Building a Generative AI Quiz with Astra DB and Langflow
While we love a bit of trivia, we might be better versed in some topics than others: perhaps we like cars and engines more than we do baking methods and cooking times. What if we could visit any website and test our knowledge of all the content there?
In this post, we’ll look behind the curtain of an application we recently built that can turn any website about any topic into a fun multiple-choice quiz with generative AI using Astra DB and Langflow.
Before we proceed, you might want to play with the demo yourself to understand what we’ll be building.
The process
Most GenAI applications employ a technique called retrieval-augmented generation (RAG) to provide real-time, high-accuracy context to generative large language models. RAG requires getting accurate up-to-date information that is similar to a query from a user.
For our quiz application we will use the following technique:
- Visit the target website
- Read its text content and break it into chunks
- Store those chunks of text in an Astra DB collection
- Query the collection with a vector query for “interesting fact information”
- Retrieve chunks sorted for similarity to our “interesting fact information” query
- Augment our LLM’s generation with this information by including it in the prompt
- Generate JSON to be consumed in a frontend user interface
This entire flow can be modeled with Langflow, and then also served via API from Langflow. Let’s explore how we might do this.
Langflow
To get started, visit DataStax Langflow and create an account if you haven’t already. From there, create a new project with a blank flow.
Great, now we’re ready. For your convenience, we’ve included the flow we’ll be working with here; you can download it as a JSON file. Let’s import this into Langflow by clicking the name of our project, then Import, then choose this file. You can watch how we do this below. Once we’re done, we’ll explore each step in detail.
Once imported, we can see each step represented in our flow. Let’s walk through each of them:
- Text input - This is the URL that we will crawl.
- URL - This component visits the provided URL and gets its text content.

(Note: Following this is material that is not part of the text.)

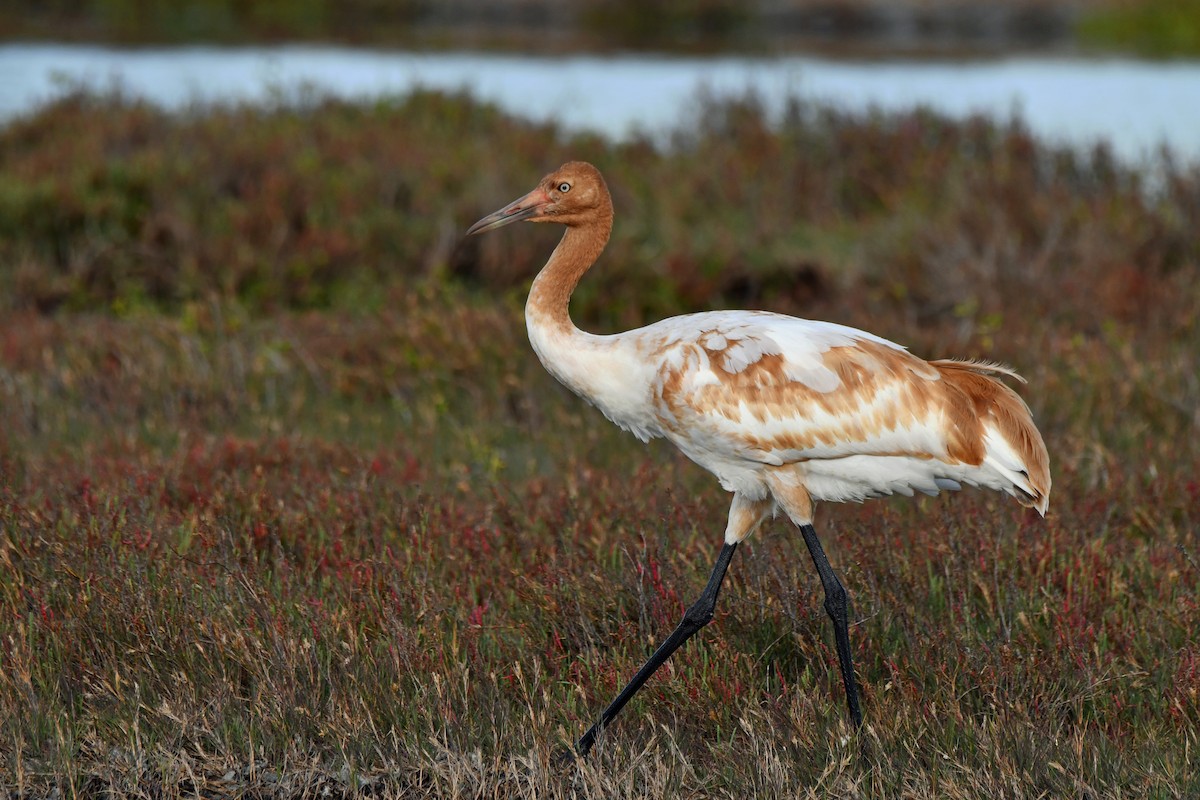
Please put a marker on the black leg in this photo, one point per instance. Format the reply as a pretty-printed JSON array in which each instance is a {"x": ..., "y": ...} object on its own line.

- Collection name sanitizer - Astra DB collections are considered valid if they contain underscores and a small number of special characters. This component creates a valid collection name from the URL.
- Split text - This component receives the page contents from the URL component (2) and breaks it down into tweet-sized chunks.
- OpenAI embeddings - This component uses an embeddings model to convert the page contents (4) into vectors. It is reused when querying for interesting facts to construct the quiz. It’s important to add your OpenAI API key here.
- Astra DB - This component represents our database that stores a page’s text content. In this component, it’s important to choose or create a database for this project. This component is used for both storing the vectorized chunks of data from the page as well as then searching against those vectors to return a search result.
- Parse data - Converts the array of records retrieved from our database query into text.
- Prompt - Converts the text into a RAG prompt, preparing to deliver it to OpenAI (9).
- OpenAI - Uses an LLM and our RAG prompt to generate JSON output for our quiz. It’s worth noting that this component uses “JSON mode” visible in advanced settings to ensure JSON output. It’s important to add your OpenAI API key here as well.
- Chat output - Serves the response as JSON.
This represents the logic flow across the entire application. Let’s take it for a spin by clicking Playground.
Perfect! It’s giving us the JSON we need. Now, let’s make this available over the internet via API. We can do this by clicking the API button.
From here, we can generate an API token, and then copy the query in a language of our choice that can run against any frontend application.
Putting it all together
We did it! Using a single tool, Langflow, we created a full end-to-end pipeline that takes any website and turns it into a quiz using Generative AI. We even used Astra DB, but we used it via Langflow, which served as a one-stop shop for our entire GenAI workflow.
We hope this post has made it clear why we’re so bullish on these technologies as we continue to democratize AI for all developers; we’re eager to see what you build. To explore this example in full, we’ve created a GitHub repo that contains the Langflow JSON file, but also a user interface that is connected to it.
We’ll let you take it from here and can’t wait to see what you build. Happy coding!